How interesting that the suggested scripture reading from the Epistles for Sunday, January 22, 2017 happens to be the passage from 1 Corinthians 1:10-18:
Now I appeal to you, brothers and sisters, by the name of our Lord Jesus Christ, that all of you be in agreement and that there be no divisions among you, but that you be united in the same mind and the same purpose…….
The church in Corinth was certainly a textbook case of rivalries and jealousies and disagreement. Oftentimes when this text is used it is framed within a local church conflict (a phenomena that is far too prevalent). However we know that divisions go well beyond our institutions of faith. We know that the language of division has been the common vocabulary in our civil discourse. We also know that the level of anger has been escalating in such a way that our divisions seem insurmountable.
There are those who are saying basically “Get over it. The election is decided and things will be done our way. Stop complaining and get on board.”
There are those who say equally boldly and loudly “Never! We will be the resistance.”
Another cycle will begin. Another round of stop government will unfold. The gap between one another will continue to widen. We know that the words spoken by Abraham Lincoln on June 16, 1858 are as true now as they were in those years just before the Civil War. In it he quoted the words from the Gospel of Mark: “a house divided against itself cannot stand”.
As we consider the words of the Apostle Paul to the church in Corinth we can begin to get a template for a way to move forward, particularly for those of us of the Christian faith.

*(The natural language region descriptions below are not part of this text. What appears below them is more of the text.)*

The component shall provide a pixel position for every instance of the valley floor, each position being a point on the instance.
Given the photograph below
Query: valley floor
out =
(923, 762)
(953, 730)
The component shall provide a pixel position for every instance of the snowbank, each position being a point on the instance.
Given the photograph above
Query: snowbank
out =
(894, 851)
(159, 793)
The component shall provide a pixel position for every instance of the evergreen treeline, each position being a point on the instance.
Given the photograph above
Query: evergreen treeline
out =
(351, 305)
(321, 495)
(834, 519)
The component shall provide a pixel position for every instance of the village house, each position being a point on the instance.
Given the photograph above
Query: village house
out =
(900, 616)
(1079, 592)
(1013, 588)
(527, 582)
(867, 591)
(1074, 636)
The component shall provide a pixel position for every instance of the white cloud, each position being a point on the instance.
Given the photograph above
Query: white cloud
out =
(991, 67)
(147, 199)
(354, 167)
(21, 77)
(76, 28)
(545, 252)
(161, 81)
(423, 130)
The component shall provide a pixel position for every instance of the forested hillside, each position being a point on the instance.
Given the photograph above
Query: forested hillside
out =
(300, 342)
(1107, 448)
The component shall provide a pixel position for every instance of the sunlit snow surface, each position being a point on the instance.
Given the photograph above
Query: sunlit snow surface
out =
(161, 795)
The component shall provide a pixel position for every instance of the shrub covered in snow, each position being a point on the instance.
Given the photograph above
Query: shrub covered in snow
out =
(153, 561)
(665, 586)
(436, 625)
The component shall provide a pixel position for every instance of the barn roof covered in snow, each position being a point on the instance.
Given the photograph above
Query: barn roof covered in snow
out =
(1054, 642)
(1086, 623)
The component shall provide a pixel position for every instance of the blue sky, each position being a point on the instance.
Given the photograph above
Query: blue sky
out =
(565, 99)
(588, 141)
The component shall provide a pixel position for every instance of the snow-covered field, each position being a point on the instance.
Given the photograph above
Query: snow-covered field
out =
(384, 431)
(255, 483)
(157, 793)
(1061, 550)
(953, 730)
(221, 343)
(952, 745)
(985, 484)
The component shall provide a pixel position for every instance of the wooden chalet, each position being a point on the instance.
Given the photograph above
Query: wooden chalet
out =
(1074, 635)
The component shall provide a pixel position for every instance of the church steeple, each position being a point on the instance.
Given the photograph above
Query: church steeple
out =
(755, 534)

Paul is very clear that the “I belong” statements dividing the church at Corinth were unacceptable. Yet it must be human nature, for we continue to engage in this practice. “I am a conservative Christian, my values are the correct ones. The Bible tells me so.” “I am a Progressive Christian, my values are the correct ones. The Bible tells me so.” How long are we going to yell at each other and fail to look to Christ. I don’t mean the Jesus we have “created”. I mean the Jesus that makes us uncomfortable.
· The Jesus that was not all about our belief systems but was all about meeting people face to face in their deepest needs.
· The Jesus that didn’t worry about popularity contests or acquiring power and glory but who touched the untouchable and talked to the enemy.
· The Jesus that was publically humiliated and executed. For to talk about Jesus without the cross as a consequence of his compassionate loving existence on earth is to miss the point.
Jesus never “AGREED” with the oppression Rome placed on the people in his nation. Jesus never “AGREED” with the bias and hate the Judeans and Galileans placed on those who lived in the land mass between them – the Samaritans. Jesus never “AGREED” with a social system that debased women and the sick. Jesus never “AGREED” with the Temple authorities that abused their power and made concessions to the Roman Protectorate.
When you read the words of Paul it is important to go beyond those first words: that all of you be in agreement and that there be no divisions among you, but that you be united in the same mind and the same purpose”. The unity of mind and spirit is to be the mind and spirit of our Lord and Savior. We have his example about how to live. It is a costly example. It will not be popular. The task before us is to BE Christ in our nation and our communities, by our actions not our words. And in a time when we really do not hear one another we MUST show by the lives we live the words we mean.